Une fois reconnues la titularité des droits de propriété intellectuelle et l’originalité des œuvres, il importait de savoir si, et dans quelle mesure, ces droits avaient été violés. La question centrale était donc celle de l’existence et du périmètre de « l’autorisation » prétendument donnée par CÉLESTE MOGADOR aux défenderesses d’utiliser ses créations.

Sans contrat écrit, il s’agissait pour la Cour d’analyser des échanges de textos entre CÉLESTE MOGADOR et les représentantes d’ATELIER COLOGNE, afin d’identifier « la commune intention des parties concernant leur usage et leur exploitation à des fins commerciales ».

Il en ressort que CÉLESTE MOGADOR ne pouvait ignorer que ses broches étaient destinées à être intégrées sur des visuels dans le cadre d’un shooting organisé par ATELIER COLOGNE destiné au lancement d’un nouveau parfum. Elle ne pouvait donc soutenir n’avoir donné son accord « que pour la prise de photographies, à l’exclusion de toutes exploitation de celles-ci ».

 La Cour, se substituant aux parties, déduit alors de leurs échanges l’existence d’une forme de licence, dont le périmètre était :

  • Quoi ? : « un usage des broches »

  • Pour quel contexte ? : « la réalisation de visuels destinés au lancement d’un parfum »

  • Sur quels supports ? : « des cartes postales et un Duratrans » (c’est à dire un “film translucide rétro-éclairé”)

  • Sur quel territoire ? : « [un accord] de portée mondiale, au vu du lancement du produit dans l’ensemble des boutiques de l’enseigne présentes sur plusieurs continents » 

  • Pour quelle durée ? : « un temps limité à la campagne de lancement ».

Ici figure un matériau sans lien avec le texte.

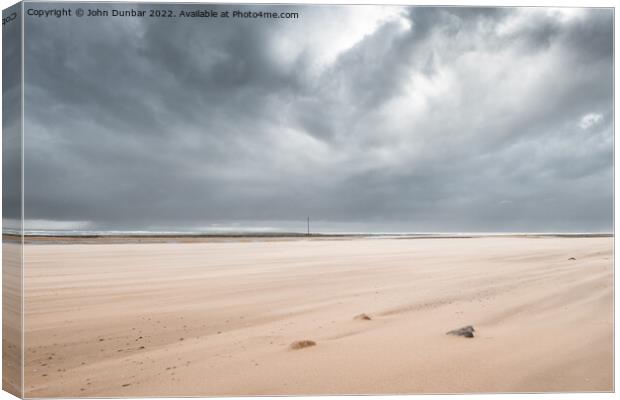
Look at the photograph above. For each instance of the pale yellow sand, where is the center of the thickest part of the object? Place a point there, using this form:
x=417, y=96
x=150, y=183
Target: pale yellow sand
x=219, y=318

L’autorisation ainsi donnée « devait être limitée aux modes d’exploitation évoqués et prévus » dit la Cour, qui ajoute - en guise de leçon - que « en tant que professionnelles du secteur » il appartenait à ATELIER COLOGNE et L’ORÉAL de « fixer par écrit les conditions ainsi négociées ».

Or les défenderesses ont, dans les faits, allégrement dépassé le périmètre convenu (utilisation des broches pour des visuels de décorations des vitrines, des étuis de parfums, des vidéos promotionnelles, des campagnes massives sur les réseaux sociaux, le lancement d’autres produits…). En outre, alors qu’elles s’étaient engagées à le faire, la Cour souligne que « à aucun moment, le nom de «Céleste Mogador» n’a été cité […] dans le cadre du lancement de ces produits et de l’exploitation des visuels servant de support, portant ainsi atteinte au droit moral de l’artiste ». Logique, implacable.

Sur l’indemnisation

Considérant que l’usage des visuels ne s’est pas limité aux supports initialement prévus et « a perduré dans le temps, au-delà du simple usage « éphémère» revendiqué, et a fait l’objet d’une exploitation soutenue à l’international sur un ensemble de supports accessibles depuis la France, générant indubitablement une banalisation de ces créations, s’agissant d’un usage purement publicitaire », la Cour accorde :

  •  à la société PENN KARN : 40.000 € pour la violation de ses droits patrimoniaux sur la broche « ŒIL » (contre 10.000 € en première instance)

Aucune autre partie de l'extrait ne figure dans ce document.